The business of cardiology is changing—and cath labs are working to keep up
As cardiac catheterization laboratories take on more complex procedures and adopt rapidly evolving technologies, hospital leaders and interventional cardiologists are facing mounting financial pressures that threaten traditional care models. Nirat Beohar, MD, director of the cardiac catheterization laboratory and medical director of the structural heart disease program at Mount Sinai Medical Center in Miami Beach, outlined these challenges during a presentation at the TCT 2025, where he then spoke with Cardiovascular Business for a video interview.
“The cath lab is a very dynamic place in the hospital and it is also a big money-making part of the hospital,” Beohar said. “At the same time, the number of technologies that we offer to patients nowadays is rapidly increasing, which means that these procedures are getting more and more complex, more labor intensive, require more staffing, more imaging. And in that regard, also more costs.”
While procedural complexity and resource utilization have increased, Beohar noted that reimbursement has lagged behind. This creates what he described as an ongoing tension between delivering cutting-edge care and remaining financially solvent. Long, resource-intensive structural heart procedures raise questions about how to account for physician time, nursing and technologist staffing, imaging specialists and capital investments such as advanced imaging systems and image-fusion platforms.
“So now this is a tension between wanting to offer the best to the patients and the latest and the greatest technologies, and how do you compensate you and remain financially solvent offering all these technologies,” he explained.
Adding to that strain is the fact that the Centers for Medicare and Medicaid Services (CMS) is moving toward cost-neutral payment models. Under these policies, procedures performed in lower-cost outpatient or ambulatory surgery center (ASC) settings may receive similar reimbursement to those done in hospitals, despite significant differences in overhead.
“So then how do hospitals balance this versus an ASC, which is a freestanding outpatient facility?” Beohar said. “Do they partner with those?

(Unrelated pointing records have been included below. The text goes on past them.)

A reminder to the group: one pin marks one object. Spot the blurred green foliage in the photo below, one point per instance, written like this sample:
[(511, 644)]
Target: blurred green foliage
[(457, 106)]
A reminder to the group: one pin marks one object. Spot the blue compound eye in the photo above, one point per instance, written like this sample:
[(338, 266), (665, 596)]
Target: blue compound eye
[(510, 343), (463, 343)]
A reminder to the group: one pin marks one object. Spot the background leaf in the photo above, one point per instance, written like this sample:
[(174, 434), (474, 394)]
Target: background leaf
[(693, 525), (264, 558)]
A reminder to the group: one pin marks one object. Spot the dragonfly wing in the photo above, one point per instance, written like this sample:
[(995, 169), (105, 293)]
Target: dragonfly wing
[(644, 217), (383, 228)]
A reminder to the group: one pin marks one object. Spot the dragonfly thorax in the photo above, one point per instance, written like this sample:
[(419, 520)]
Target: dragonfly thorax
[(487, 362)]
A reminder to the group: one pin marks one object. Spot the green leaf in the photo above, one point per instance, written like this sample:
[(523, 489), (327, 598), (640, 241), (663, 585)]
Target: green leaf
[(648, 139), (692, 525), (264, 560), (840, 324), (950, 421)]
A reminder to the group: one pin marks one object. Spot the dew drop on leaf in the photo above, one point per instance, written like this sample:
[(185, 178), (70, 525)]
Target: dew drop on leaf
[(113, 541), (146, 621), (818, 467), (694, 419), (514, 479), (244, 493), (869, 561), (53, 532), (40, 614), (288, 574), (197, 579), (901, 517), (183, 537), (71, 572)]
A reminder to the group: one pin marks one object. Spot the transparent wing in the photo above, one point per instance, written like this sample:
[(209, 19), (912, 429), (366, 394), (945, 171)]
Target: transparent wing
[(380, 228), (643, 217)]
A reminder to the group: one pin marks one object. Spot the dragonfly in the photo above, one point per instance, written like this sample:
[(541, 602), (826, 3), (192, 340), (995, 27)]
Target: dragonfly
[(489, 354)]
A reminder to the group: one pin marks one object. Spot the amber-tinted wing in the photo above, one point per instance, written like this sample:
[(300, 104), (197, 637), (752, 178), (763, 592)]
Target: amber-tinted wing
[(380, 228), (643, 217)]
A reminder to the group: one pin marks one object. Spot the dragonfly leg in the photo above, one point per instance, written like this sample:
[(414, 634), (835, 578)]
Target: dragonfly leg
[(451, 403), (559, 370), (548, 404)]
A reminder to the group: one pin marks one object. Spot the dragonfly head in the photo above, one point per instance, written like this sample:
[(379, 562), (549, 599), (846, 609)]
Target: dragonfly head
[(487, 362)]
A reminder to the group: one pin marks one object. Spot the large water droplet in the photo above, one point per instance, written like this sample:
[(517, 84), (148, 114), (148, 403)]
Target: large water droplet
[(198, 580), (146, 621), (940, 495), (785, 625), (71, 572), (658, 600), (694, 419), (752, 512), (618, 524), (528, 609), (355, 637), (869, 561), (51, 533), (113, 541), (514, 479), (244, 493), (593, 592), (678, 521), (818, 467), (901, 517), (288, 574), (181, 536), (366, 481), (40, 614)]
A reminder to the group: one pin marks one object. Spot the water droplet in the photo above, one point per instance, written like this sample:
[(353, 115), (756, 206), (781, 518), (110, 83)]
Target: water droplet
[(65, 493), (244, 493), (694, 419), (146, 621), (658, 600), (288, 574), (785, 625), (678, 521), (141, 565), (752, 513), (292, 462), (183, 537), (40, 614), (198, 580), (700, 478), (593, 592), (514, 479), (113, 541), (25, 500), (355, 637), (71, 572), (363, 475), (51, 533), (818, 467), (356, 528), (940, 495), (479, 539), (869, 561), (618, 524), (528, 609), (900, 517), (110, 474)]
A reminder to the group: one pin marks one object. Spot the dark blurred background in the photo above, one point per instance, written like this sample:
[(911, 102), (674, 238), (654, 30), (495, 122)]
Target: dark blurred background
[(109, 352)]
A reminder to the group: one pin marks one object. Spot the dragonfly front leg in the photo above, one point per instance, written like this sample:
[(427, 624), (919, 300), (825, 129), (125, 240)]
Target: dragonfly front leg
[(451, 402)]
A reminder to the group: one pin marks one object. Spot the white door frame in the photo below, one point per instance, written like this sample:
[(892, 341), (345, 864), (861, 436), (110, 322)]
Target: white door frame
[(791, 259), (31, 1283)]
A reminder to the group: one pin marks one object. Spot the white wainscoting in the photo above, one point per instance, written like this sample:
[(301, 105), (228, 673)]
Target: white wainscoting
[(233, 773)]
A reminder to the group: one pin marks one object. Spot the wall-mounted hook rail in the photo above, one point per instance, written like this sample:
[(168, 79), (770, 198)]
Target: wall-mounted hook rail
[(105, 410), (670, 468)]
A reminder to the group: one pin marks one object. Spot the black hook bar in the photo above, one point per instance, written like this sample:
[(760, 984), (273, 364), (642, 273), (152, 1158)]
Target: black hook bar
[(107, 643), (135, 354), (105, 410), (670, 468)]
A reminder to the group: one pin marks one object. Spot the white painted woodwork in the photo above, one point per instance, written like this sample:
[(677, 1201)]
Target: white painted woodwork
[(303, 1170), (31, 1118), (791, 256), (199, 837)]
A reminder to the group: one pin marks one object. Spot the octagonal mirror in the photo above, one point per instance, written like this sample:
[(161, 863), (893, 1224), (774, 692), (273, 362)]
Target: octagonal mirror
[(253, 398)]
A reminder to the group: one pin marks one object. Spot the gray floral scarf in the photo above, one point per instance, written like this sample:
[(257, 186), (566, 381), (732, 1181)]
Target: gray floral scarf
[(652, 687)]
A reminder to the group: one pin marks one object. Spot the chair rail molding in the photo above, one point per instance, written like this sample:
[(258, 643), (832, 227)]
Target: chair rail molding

Do they create their own? Or how does that dynamic work?”
Beohar said institutions are taking different approaches to managing the gap between innovation and reimbursement. While some are willing to deal with the added costs because they want to offer the very best technologies and services, others are being forced to cut back on what they can offer.
Coding and documentation also emerged as a major theme. Beohar pointed to discussions held alongside a Society of Cardiovascular Angiography and Interventions (SCAI) session on appropriate CPT coding for complex procedures. The goal, he said, is to ensure hospitals are not “leaving money on the table that rightly belongs to the system."
These financial realities are fueling a broader push for business education within cardiology.
“Should medical students, for example, have an education in the business of medicine?” Beohar asked. “Because when they are out there practicing as full-fledged doctors, how are they going to be financially viable?”
He emphasized that financial literacy is no longer optional for physicians.
“If you're not financially viable, you can't function,” Beohar said. “The business education is probably just as important as learning a new procedure and how to do it well.”
As reimbursements continue to tighten and technology costs rise, Beohar said professional societies are responding with more training, sessions, and educational materials focused on economics and practice management. The goal is to help cardiologists balance fiscal realities with the imperative to deliver life-saving and life-improving therapies in an increasingly complex cath lab environment.